I think I've written this blog post at least a thousand times. In my head I have anyway. I haven't quite been able to put the words to paper that would adequately describe my experience at the Film is Not Dead workshop with Jonathan Canlas. It's a confession, review, and love letter all rolled into one. Telling a story with words, rather than images, is hard for me, but this is important so here goes. FILM. Of course I've shot film before, but never deliberately. Never with any purpose or intention and certainly not since becoming a professional photographer. Here's the confession part. It's always made me feel like less. Less of a photographer. Less of an artist. And as odd as this sounds, like a coward. I was scared, no terrified. I didn't want to fail. The fear of failure paralyzed me from trying for so long. But I had this longing to shoot with a Hasselblad 500cm. That 6x6 format has always fascinated me. So there I was too scared to buy this camera that I've wanted for so long. I'd obsessively stalk photographers that shot with it, longing to be one of them, but too scared of failure to do anything about it, yet at the same time feeling like less of a photographer because I didn't know how to shoot film. It sounds pretty dumb writing it all out, but there you have it.

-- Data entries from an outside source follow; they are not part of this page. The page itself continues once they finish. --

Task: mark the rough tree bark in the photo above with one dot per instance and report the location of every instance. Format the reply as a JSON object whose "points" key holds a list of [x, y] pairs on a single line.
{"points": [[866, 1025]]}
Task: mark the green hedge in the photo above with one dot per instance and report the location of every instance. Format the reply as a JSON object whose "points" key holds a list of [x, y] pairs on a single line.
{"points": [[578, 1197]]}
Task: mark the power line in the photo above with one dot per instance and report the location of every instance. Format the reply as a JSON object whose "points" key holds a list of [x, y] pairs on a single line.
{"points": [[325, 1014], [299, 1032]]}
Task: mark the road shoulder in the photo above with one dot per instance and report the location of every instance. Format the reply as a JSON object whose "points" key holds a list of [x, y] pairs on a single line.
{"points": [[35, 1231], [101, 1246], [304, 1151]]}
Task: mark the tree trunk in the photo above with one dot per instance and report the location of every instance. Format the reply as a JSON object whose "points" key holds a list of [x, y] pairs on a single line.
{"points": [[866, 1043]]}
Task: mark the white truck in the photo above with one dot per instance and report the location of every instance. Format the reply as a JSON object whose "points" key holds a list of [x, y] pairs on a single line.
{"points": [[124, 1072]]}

So when I saw Jon announce on Twitter that he was hosting a one day FIND workshop (Film is Not Dead) in Memphis, I sucked it up, got over myself and signed up and promptly went on KEH and bought the camera I've been lusting after. And then the camera showed up and all that fear came rushing back. I didn't know how to put it together, much less load any film into it. No way was I going to Memphis without at least being able to do that. So I called in a friend to help, watched some videos on YouTube and figured out enough to at least shoot a couple of rolls.
So now that I've embarrassed myself enough, let me know tell you about the workshop. After getting picked up at the airport by the fabulous Brittany Esther Staddon, we met up the night before the workshop huddling inside a sketchy motel room (the best kind) listening to the sweet sound of a never ending tornado warning. You should know that the very first that happens at FIND is getting a giant hug from Jon :) We did eventually brave the weather to chow down on some famous Memphis BBQ (yum). It was so fun to sit at Rendezvous hanging out with such a rad group of people. That's definitely one thing you should know about FIND. It really does attract the coolest people. I miss you guys :)
In the morning we started the workshop at a cozy little Memphis spot, Cafe Eclectic (great coffee!). Being so new to film, I was so grateful to Jon for being so open and willing to discuss any subject, no matter how mundane, and answer any question, no matter how basic. Some specific things I learned: 1. how to shoot specific film stocks and what their best uses are in weddings and portraiture; 2. how to use an external light meter; 3. all about different types of cameras and how they can be used at weddings; 4. posing, especially family formals; and 5. the importance of shooting personal work. We're all so busy with client work that I think it's easy to forget to shoot for no other reason than the discovery of self. But it is so incredibly important to your growth as an artist. Jon really drove that home.
After the morning presentation we headed into downtown Memphis to shoot two difference couples. Two things quickly became clear. Jon is a walking light meter, a Yoda of light, if you will. And he's a genius at posing. The way he worked with each of the couples was such an inspiration. He was so easy and charming and natural. It was impossible for them to not respond to it. I've always said that excellent portraiture is a like a dance between photographer and subject. If that's true, than Jon is a world class dancer. I learned so much watching him interact with not only the two couple, but also all of the students at the workshop. He is truly an excellent teacher and my only regret is that I chose to attend only the one day version of the workshop, instead of his normal three day. I can't regret it too much though, because the people I met and the friends I made are so awesome. I also would be remiss if I didn't mention Jon's FIND Guide. It is a really excellent resource if you're getting into shooting film and will save you countless of hours of research online.
Thank you Jon for being you and thank you to all of my fellow FINDers. Memphis was an experience I'll always carry with me and I hope to see you all in Vegas next year!